A book I hated very reluctantly was The Sellout. I’m pretty sure I’m wrong about this one, too, and it bothers me so much to be a privileged white woman hating on the well-researched, prize-winning satire of an African American author. But the character development was so poor, the women were shallow, inconsistent tropes, and at bottom it felt like a gimmick stretched into a novel. Such a profound racial critique, particularly when it gets as much attention as The Sellout did, is extremely important to the progress of our culture, but I found the book badly executed at the ground level and I couldn’t get over it.

And for some reason I hate character studies. I love movie-based character studies, but book-based ones are absolute death. Waiting, by Ha Jin, made me moan aloud while I was reading it.


What writing project(s) are you working on now?

How much time do you have?

I just finished a conceptual novel for which I’m trying to find a press.

I’m shopping a book proposal for a writing reference book for newbies.

I’m building a collection of hybrid essays which each involve fiction, nonfiction, and film criticism. I’ve written four of these essays and published two (“The Girl on the Bike” and “Underside”), and I have sketches or partial drafts for four more. I don’t know when that’ll be done, because I’m stuck on an emotionally difficult one.

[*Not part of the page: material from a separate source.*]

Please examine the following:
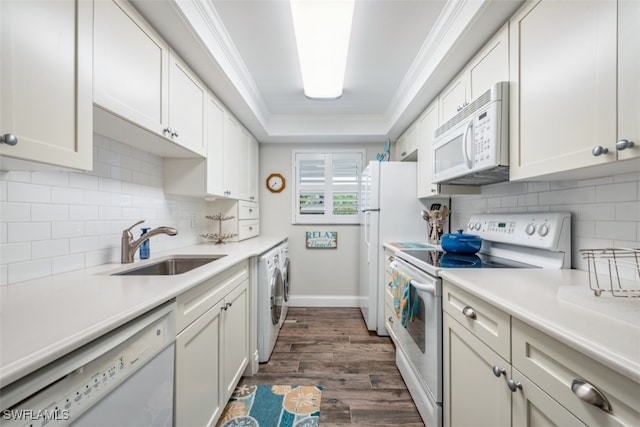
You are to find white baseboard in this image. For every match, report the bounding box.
[289,295,360,307]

My friend Neil, who runs Electric Dreamhouse Press in the UK, has solicited work from me for an anthology about “films that never were.” That one’s in the idea stage, but it’s developing well. He’s asked me if I’m interested in writing something else, too, an essay about the film Five Million Years to Earth. I’m enthusiastic about that, but it’s tentative, and the deadline is really far away.

I’m two chapters into a novel about the character of Ilsa from Casablanca.

What I’m actually putting on paper right now is something about abandoned or ruined places. I visited the Salton Sea in October, and in November I saw the St. Andrews Cathedral in St. Andrews, Scotland, which is little but a ruin filled with gravestones. These places were very different, but both impacted me significantly, and I’m trying to work out what the writing about this will look like in its final form. At the moment it’s just paragraphs.

And in between all these are book reviews and short takes and just-regular-essays and blog posts and pitches by the dozen. Hustle, hustle, hustle.

What have you read recently that you’d like to recommend?

Lately I can’t shut up about Rosalie Morales Kearns’s novel Kingdom of Women. It’s another one I want to buy up and send out to my friends. It’s not just wonderful, it’s necessary. In poetry I really liked Ana Božičević’s Joy of Missing Out, which is both po-mo and meaningful. In December I finally read The Rings of Saturn, my mentor’s favorite book. I see why she loves it, but I prefer David Markson.

I’ve been reading mostly books for review in the last couple of months, so recommending them here might be repetitive. I’ve also been reading some books for research that have been useful but not extraordinary. Louise Brooks’s essays were not the best thing I’ve ever read about Hollywood (that would be West of Eden or Gods Like Us), but they revealed a fascinating woman about whom I can’t wait to write. And Dworkin and Goldsmith’s conceptual writing anthology Against Expression made me feel like my ideas weren’t so crazy after all.